Investing.com - Gold prices were on track for a sixth-straight session of gains on Tuesday as a string of dovish remarks from Federal Reserve policymakers and an equity selloff supported the precious metal.
At 9:13 AM ET (14:13 GMT), gold futures for December delivery on the Comex division of the New York Mercantile Exchange edged forward $1.10, or 0.09%, to $1,226.40 a troy ounce.
The recent winning streak began when Fed Chairman Jerome Powell warned last Wednesday of slowing demand abroad, fading fiscal stimulus at home and the lagged economic impact of the Fed’s past rate increases, suggesting that a pause in tightening may well come in 2019.

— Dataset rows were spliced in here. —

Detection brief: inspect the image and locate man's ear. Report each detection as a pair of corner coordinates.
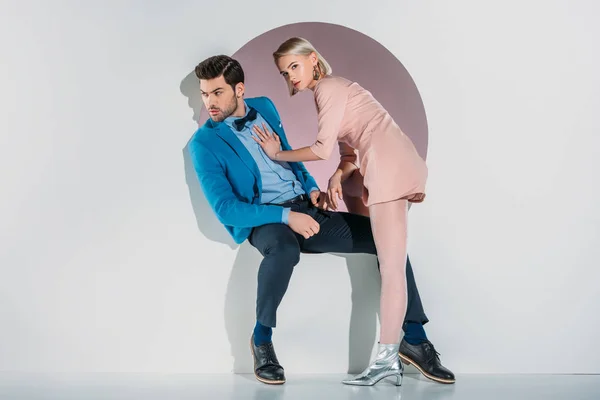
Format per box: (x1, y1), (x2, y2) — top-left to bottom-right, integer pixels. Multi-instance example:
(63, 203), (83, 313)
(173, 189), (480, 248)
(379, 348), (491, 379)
(235, 82), (245, 98)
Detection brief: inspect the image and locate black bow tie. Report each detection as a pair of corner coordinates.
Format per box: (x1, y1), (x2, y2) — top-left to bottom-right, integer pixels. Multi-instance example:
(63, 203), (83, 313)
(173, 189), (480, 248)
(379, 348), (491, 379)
(233, 107), (257, 131)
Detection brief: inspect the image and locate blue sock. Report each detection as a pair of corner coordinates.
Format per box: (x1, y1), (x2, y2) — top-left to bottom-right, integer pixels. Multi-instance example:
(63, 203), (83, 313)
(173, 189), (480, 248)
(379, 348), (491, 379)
(403, 322), (427, 345)
(253, 321), (272, 346)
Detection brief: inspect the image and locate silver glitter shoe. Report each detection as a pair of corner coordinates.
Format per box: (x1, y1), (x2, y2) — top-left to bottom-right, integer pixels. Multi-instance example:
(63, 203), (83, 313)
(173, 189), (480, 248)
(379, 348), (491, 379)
(342, 343), (403, 386)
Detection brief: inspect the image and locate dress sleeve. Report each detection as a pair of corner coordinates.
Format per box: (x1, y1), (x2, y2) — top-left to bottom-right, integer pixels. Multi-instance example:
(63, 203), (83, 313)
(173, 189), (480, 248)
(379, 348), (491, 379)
(309, 78), (349, 160)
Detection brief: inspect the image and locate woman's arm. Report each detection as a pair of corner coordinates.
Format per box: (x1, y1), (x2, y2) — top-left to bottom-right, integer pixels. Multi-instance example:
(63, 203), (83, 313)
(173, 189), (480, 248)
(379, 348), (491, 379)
(335, 142), (359, 183)
(331, 161), (358, 183)
(251, 123), (322, 162)
(274, 146), (321, 163)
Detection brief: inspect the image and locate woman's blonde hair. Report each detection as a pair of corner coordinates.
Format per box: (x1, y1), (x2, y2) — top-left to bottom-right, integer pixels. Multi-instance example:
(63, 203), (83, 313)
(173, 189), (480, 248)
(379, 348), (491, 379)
(273, 37), (332, 96)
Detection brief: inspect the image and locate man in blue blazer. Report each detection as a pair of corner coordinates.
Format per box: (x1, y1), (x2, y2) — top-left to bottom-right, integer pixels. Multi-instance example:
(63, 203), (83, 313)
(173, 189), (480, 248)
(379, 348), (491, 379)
(188, 55), (455, 385)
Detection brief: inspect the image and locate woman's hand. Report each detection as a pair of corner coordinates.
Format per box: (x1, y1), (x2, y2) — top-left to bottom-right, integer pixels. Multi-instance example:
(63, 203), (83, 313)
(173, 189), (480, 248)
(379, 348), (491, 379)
(252, 123), (281, 160)
(327, 171), (343, 210)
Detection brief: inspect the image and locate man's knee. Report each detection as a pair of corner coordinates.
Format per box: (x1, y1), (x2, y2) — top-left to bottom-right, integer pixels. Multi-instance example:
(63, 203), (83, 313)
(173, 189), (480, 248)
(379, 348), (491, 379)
(265, 236), (301, 267)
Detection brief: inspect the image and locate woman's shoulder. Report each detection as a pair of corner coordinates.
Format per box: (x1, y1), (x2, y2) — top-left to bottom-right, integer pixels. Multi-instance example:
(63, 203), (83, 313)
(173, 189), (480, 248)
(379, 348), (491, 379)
(314, 75), (353, 96)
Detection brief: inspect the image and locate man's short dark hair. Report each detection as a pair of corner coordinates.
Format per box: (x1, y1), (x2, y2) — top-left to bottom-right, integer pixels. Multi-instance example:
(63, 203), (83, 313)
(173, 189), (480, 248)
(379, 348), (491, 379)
(194, 55), (245, 91)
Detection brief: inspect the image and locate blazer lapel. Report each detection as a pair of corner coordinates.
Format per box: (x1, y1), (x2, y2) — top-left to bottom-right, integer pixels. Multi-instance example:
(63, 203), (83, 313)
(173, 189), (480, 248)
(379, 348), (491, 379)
(215, 125), (261, 182)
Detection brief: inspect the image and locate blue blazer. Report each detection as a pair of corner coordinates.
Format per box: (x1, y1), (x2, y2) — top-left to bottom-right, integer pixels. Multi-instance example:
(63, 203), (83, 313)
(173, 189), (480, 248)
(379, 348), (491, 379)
(188, 97), (319, 244)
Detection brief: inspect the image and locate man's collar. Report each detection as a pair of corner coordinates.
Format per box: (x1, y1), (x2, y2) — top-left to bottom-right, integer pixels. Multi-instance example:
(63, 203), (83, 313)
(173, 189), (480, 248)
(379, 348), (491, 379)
(223, 100), (250, 127)
(203, 99), (262, 130)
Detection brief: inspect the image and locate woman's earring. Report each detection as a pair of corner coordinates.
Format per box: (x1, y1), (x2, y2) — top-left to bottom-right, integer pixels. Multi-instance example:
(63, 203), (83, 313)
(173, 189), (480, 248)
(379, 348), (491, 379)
(313, 65), (320, 80)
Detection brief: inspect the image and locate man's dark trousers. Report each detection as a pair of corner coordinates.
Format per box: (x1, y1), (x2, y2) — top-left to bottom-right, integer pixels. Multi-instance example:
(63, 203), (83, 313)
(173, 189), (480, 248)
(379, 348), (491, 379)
(248, 196), (428, 328)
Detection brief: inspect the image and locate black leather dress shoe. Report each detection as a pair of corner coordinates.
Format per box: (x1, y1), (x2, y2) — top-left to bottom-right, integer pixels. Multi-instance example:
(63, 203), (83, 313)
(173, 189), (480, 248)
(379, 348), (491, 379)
(399, 339), (455, 384)
(250, 334), (285, 384)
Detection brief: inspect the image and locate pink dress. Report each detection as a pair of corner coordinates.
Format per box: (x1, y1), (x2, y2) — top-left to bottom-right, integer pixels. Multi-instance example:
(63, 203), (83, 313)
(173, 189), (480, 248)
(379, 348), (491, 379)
(310, 75), (428, 206)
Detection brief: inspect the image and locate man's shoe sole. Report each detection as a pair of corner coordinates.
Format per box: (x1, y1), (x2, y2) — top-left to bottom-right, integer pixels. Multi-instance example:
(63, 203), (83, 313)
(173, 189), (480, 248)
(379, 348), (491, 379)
(399, 352), (455, 384)
(250, 337), (286, 385)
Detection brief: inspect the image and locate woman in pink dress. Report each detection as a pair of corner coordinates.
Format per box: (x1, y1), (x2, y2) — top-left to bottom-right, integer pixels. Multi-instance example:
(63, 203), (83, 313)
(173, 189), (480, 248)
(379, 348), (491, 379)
(251, 37), (428, 386)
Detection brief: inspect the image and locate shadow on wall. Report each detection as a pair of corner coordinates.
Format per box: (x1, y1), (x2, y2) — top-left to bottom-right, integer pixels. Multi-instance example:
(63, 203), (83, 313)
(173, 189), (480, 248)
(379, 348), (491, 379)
(180, 70), (237, 249)
(221, 244), (381, 374)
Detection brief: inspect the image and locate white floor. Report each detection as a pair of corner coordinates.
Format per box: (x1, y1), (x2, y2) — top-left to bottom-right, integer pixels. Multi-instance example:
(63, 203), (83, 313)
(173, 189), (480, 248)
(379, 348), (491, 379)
(0, 373), (598, 400)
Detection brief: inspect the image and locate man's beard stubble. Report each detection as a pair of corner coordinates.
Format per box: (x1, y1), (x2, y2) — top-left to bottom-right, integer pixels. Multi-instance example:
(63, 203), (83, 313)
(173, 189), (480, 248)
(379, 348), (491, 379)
(209, 94), (239, 122)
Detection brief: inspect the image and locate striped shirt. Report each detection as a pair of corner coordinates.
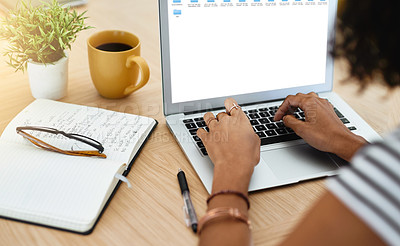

Adding to that interpretation, Fed Vice Chairman Richard Clarida told CNBC last Friday that the rates were currently near neutral levels, while Dallas Fed President Robert Kaplan also said that he expected a growth slowdown in Europe and China.
Markets still expect the Fed to undertake its fourth rate hike this year at its next meeting in December, but the remarks seemed to suggest a more cautious central bank in the face of uncertainty over the global economy and the current trade dispute between the U.S. and China.
A slower pace of interest rate increases would lessen the pressure on non-yielding bullion.
The recent selloff in U.S. equity markets led by tech stocks such as Facebook (NASDAQ:FB), Amazon (NASDAQ:AMZN), Apple (NASDAQ:AAPL), Netflix (NASDAQ:NFLX) and Google-parent Alphabet (NASDAQ:GOOGL) have also served to heighten gold’s safe haven appeal.
The so-called FAANG stocks have all fallen more than 20% since their one-year highs, officially entering a bear market.
In other metals trading, silver futures slipped 0.02% at $14.400 a troy ounce by 9:17 AM ET (14:17 GMT).
Palladium futures slumped 1.32% to $1,126.20 an ounce, while sister metal platinum fell 0.98% at $849.20.
In base metals, copper traded up 1.11% to $2.830 a pound.